Znalezienie satysfakcjonującej, dobrze płatnej posady tuż po studiach to marzenie chyba wszystkich studentów. Niestety, często okazuje się, że nie tylko wymarzona, ale w ogóle jakakolwiek praca (oprócz branży gastronomicznej i akwizytorskiej) pozostaje poza zasięgiem świeżo upieczonych absolwentów.
Z czego wynika taka sytuacja? Winna jest zbyt duża konkurencja na rynku pracy, nieżyciowe podejście studentów czy może zbyt wysokie wymagania pracodawców? Zdaniem Michała Szaniawskiego, kierownika projektu TEKLA PLUS, promującego postawy przedsiębiorczości w środowiskach akademickich – przyczyna tego stanu rzeczy może tkwić jeszcze gdzie indziej.
„Skończyłam dwa kierunki i teraz jestem bezrobotna”, „za 1200 wolę iść pracować na kasie”, „bez znajomości nie mam szans na dobrą pracę” – w Internecie wprost roi się od tego typu opinii sfrustrowanych studentów i absolwentów. Dlaczego?
Michał Szaniawski: Na to pytanie ciężko udzielić jednoznacznej odpowiedzi. Można oczywiście zwalać winę na samych studentów. Na to, że wybierają kierunki, po których znalezienie lukratywnej posady jest bardzo trudne, że w trakcie studiów nie zaprzątają sobie głowy robieniem praktyk, staży itd. To byłoby jednak zbytnie, a do tego krzywdzące uproszczenie. Bo wystarczy chwilę poprzeglądać fora internetowe, żeby znaleźć opinie diametralnie inne od tych, przytoczonych w Pańskim pytaniu. Sporo świeżo upieczonych absolwentów ma dobrą pracę i całkiem nieźle sobie radzi – i to zarówno po studiach inżynieryjnych, jak i humanistycznych, po których rzekomo znalezienie dobrej pracy jest w Polsce takie trudne.
Skąd więc tyle sfrustrowanych wypowiedzi?

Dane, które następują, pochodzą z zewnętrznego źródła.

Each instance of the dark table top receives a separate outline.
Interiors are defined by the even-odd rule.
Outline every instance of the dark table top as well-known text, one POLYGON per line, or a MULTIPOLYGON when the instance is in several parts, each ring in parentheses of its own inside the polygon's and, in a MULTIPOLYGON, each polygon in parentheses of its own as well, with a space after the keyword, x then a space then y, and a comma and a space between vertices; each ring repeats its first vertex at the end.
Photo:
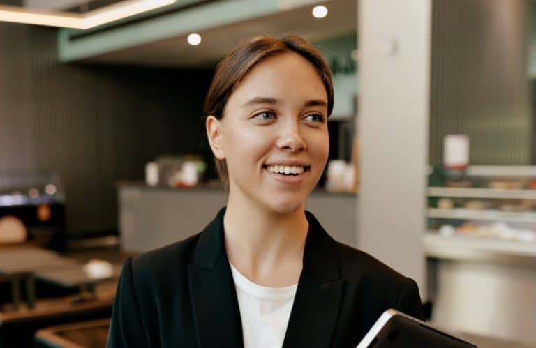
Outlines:
POLYGON ((52 250, 33 246, 0 248, 0 274, 16 276, 38 270, 73 267, 80 264, 52 250))

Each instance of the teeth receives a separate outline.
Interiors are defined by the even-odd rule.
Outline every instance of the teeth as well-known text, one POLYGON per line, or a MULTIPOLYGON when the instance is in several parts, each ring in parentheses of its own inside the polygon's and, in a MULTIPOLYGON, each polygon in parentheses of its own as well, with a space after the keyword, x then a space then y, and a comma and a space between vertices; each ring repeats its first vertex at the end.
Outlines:
POLYGON ((304 171, 303 167, 289 165, 269 165, 267 169, 270 173, 284 174, 301 174, 304 171))

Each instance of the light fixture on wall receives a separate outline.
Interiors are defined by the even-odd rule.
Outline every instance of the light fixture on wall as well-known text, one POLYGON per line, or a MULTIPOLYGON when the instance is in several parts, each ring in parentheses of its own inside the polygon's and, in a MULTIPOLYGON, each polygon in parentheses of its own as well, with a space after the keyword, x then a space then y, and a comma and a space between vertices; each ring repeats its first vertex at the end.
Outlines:
POLYGON ((128 0, 77 15, 0 5, 0 22, 89 29, 174 3, 176 0, 128 0))
POLYGON ((201 36, 198 33, 191 33, 188 36, 188 43, 192 46, 197 46, 201 43, 201 36))
POLYGON ((327 15, 327 8, 322 5, 315 6, 313 8, 313 16, 315 18, 324 18, 327 15))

Na pewno nie zwalałbym tutaj całej winy na leniwych studentów. Oczywiście, część młodych ludzi poza zajęciami faktycznie woli spędzać czas w knajpach czy na dyskotekach, obowiązkowe praktyki traktując jak zło konieczne. Nie wszyscy zdają sobie sprawę z tego, że bez zdobycia choćby minimum umiejętności praktycznych w trakcie studiów, potem na rynku pracy może im być bardzo ciężko. Zgodzę się, że w tym temacie powinno się studentów lepiej uświadamiać. Jednak osobiście uważam, że to nie sami studenci są winni.
Więc kto?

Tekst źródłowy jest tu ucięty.